Many of these protesters have been on the streets since Friday, when a coalition of pro-Morsi political groups organised a rally under the banner "legitimacy is a red line." The mood on Friday was defiant, with large crowds convinced that Morsi could survive nationwide anti-government protests that were scheduled for Sunday.
As the week wore on, and the scope of the protests became clear, the mood grew increasingly tense. Security checks increased; protesters warned of impending raids by "thugs."
Even on Wednesday, just hours before the army’s deadline for Morsi to resolve the political crisis, there was still a sense of determination in the camp.
Leading members of the Brotherhood and their allies held a fiery press conference in which they demanded that the military back down. "We are the constitution, we are freedom, we are legitimacy, we are the revolution," said Essam el-Erian, the vice chairman of the Brotherhood’s political wing, the Freedom and Justice Party.
Determination had morphed into exhaustion by early Thursday morning.
Those who were still awake seemed taken aback by the day’s events, and blamed the overthrow on members of former President Hosni Mubarak’s regime.
"The problems that people could see, like the fuel crisis, stopped a day or two ago. The stock market rose on the 30th of June by 5 percent. How is everything solved moments before he leaves? I believe it is due to Mubarak and the deep state," said Sharif Ahmed, a businessman.
One speaker railed against a group of prominent political figures, dubbing them thugs. Most of his targets were predictable - Hamdeen Sabbahi, for example, an opposition leader who recently has tried to align himself with the army.
He also singled out Ahmed el-Tayeb, the grand mufti of Al-Azhar University, the highest seat of Sunni learning in Egypt. Tayeb threw his support behind the coup, sitting in the audience while Defence Minister Abdel Fattah el-Sisi announced Morsi’s ouster and then adding brief remarks of his own.
With most of the media’s attention on the jubilant scenes in Tahrir Square and the presidential palace, many people at the sit-in said they felt ignored.

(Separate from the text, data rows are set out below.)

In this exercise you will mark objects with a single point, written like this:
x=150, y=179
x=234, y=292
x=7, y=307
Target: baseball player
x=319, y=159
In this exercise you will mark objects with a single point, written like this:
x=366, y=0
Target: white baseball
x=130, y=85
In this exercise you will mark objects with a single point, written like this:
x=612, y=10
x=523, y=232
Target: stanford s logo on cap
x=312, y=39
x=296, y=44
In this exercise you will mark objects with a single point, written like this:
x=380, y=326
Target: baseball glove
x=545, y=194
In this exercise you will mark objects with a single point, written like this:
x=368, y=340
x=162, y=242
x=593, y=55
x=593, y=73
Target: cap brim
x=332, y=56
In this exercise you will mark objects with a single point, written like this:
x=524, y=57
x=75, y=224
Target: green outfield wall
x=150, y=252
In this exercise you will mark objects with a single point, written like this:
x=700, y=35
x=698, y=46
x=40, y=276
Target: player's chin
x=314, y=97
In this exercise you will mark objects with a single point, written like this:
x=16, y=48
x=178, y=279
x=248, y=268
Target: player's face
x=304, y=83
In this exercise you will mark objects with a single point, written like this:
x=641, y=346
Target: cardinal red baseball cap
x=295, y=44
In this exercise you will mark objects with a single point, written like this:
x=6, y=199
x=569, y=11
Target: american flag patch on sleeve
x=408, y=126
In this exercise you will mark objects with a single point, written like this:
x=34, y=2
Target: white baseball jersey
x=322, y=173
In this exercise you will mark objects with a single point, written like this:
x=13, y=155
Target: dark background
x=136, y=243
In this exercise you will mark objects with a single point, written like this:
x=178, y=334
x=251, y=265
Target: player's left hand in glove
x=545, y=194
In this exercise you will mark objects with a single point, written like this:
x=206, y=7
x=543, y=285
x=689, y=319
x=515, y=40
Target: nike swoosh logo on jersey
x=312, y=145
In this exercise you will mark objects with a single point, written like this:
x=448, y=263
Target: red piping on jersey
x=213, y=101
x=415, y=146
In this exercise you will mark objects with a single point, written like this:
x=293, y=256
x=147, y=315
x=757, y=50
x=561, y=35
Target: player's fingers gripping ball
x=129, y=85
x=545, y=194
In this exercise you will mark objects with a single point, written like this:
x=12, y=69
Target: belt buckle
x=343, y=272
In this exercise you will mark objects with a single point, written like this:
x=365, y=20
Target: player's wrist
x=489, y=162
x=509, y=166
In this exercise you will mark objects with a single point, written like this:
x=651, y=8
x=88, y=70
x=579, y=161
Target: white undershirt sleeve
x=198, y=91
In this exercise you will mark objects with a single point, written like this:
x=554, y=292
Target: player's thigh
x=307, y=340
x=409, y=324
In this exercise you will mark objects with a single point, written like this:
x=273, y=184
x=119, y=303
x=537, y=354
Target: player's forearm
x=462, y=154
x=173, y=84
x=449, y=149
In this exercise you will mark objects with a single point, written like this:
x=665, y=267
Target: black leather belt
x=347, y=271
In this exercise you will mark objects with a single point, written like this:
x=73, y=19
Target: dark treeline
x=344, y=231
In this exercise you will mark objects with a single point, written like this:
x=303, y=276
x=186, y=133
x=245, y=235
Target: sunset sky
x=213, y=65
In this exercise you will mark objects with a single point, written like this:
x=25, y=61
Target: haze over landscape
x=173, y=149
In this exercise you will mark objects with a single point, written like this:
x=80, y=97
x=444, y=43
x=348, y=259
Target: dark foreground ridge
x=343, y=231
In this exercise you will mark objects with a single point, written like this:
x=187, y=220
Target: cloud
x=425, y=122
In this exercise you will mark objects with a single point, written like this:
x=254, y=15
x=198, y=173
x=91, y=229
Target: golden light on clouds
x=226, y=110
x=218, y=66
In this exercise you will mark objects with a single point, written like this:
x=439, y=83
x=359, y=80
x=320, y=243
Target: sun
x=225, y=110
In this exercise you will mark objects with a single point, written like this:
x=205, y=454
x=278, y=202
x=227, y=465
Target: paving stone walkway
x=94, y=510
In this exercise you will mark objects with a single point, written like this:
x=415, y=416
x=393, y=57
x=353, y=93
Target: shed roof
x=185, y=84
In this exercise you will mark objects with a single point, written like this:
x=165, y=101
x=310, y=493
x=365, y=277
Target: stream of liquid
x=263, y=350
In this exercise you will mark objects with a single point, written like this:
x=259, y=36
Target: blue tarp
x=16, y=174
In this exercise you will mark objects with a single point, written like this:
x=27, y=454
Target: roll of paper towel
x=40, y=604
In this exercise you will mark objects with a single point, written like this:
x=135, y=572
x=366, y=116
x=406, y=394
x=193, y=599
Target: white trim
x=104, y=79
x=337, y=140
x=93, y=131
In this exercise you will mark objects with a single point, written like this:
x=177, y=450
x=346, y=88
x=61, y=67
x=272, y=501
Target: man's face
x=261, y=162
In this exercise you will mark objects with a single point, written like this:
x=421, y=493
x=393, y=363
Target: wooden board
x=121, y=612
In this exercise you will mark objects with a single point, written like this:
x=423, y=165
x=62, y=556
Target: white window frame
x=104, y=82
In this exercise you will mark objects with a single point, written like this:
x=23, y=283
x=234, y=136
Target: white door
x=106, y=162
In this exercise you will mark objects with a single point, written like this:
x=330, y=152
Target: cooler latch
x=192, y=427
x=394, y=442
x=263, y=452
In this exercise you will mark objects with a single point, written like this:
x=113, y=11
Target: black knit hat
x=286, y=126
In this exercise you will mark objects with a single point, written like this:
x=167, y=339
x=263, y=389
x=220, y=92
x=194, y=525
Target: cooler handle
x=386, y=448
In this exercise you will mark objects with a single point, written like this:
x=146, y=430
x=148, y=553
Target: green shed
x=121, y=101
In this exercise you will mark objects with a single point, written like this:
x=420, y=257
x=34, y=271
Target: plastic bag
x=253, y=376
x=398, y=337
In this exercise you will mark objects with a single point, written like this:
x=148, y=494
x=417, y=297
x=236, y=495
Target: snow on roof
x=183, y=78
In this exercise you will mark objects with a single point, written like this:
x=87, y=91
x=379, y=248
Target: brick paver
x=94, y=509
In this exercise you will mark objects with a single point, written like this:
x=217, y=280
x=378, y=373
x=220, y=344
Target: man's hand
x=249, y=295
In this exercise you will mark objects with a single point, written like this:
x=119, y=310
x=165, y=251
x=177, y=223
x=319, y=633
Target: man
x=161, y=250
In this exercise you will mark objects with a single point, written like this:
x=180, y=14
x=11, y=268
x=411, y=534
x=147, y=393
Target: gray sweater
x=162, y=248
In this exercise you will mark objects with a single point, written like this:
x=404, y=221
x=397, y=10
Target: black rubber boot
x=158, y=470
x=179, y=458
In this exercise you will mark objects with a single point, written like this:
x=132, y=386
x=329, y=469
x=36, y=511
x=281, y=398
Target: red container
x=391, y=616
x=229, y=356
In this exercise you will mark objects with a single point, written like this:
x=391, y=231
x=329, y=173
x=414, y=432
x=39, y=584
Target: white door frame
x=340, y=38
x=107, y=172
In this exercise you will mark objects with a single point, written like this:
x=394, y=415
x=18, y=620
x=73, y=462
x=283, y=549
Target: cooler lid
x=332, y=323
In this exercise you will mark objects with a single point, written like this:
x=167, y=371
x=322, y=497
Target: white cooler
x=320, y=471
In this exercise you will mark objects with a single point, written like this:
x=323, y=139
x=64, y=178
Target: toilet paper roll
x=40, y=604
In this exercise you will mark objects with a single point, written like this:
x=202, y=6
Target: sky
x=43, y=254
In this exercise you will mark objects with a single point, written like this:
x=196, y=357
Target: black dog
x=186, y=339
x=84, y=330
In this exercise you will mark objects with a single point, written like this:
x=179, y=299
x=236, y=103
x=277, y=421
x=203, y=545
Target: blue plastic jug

Their isolation was compounded by the shutdown of the Brotherhood’s television channel, Misr 25, and several other religious channels; Brotherhood officials said journalists working for their channel were arrested. “They don’t want people to see what is happening here,” Ahmed said.
Morsi himself is under house arrest, according to top Brotherhood officials, and has no access to the media; he resorted to YouTube to release a brief message after his ouster was announced.
More than a dozen other members of the movement have been arrested as well, according to security officials, a speedy move that to many here highlighted the government’s longstanding hostility towards the Brotherhood and other Islamist movements.
“Morsi’s people have been arrested already. The top people of Mubarak, they’re still out there, more than a year later,” said Ismail Abdel Aziz, a doctor. “The security forces have been sleeping for all this time. And now suddenly they wake up?"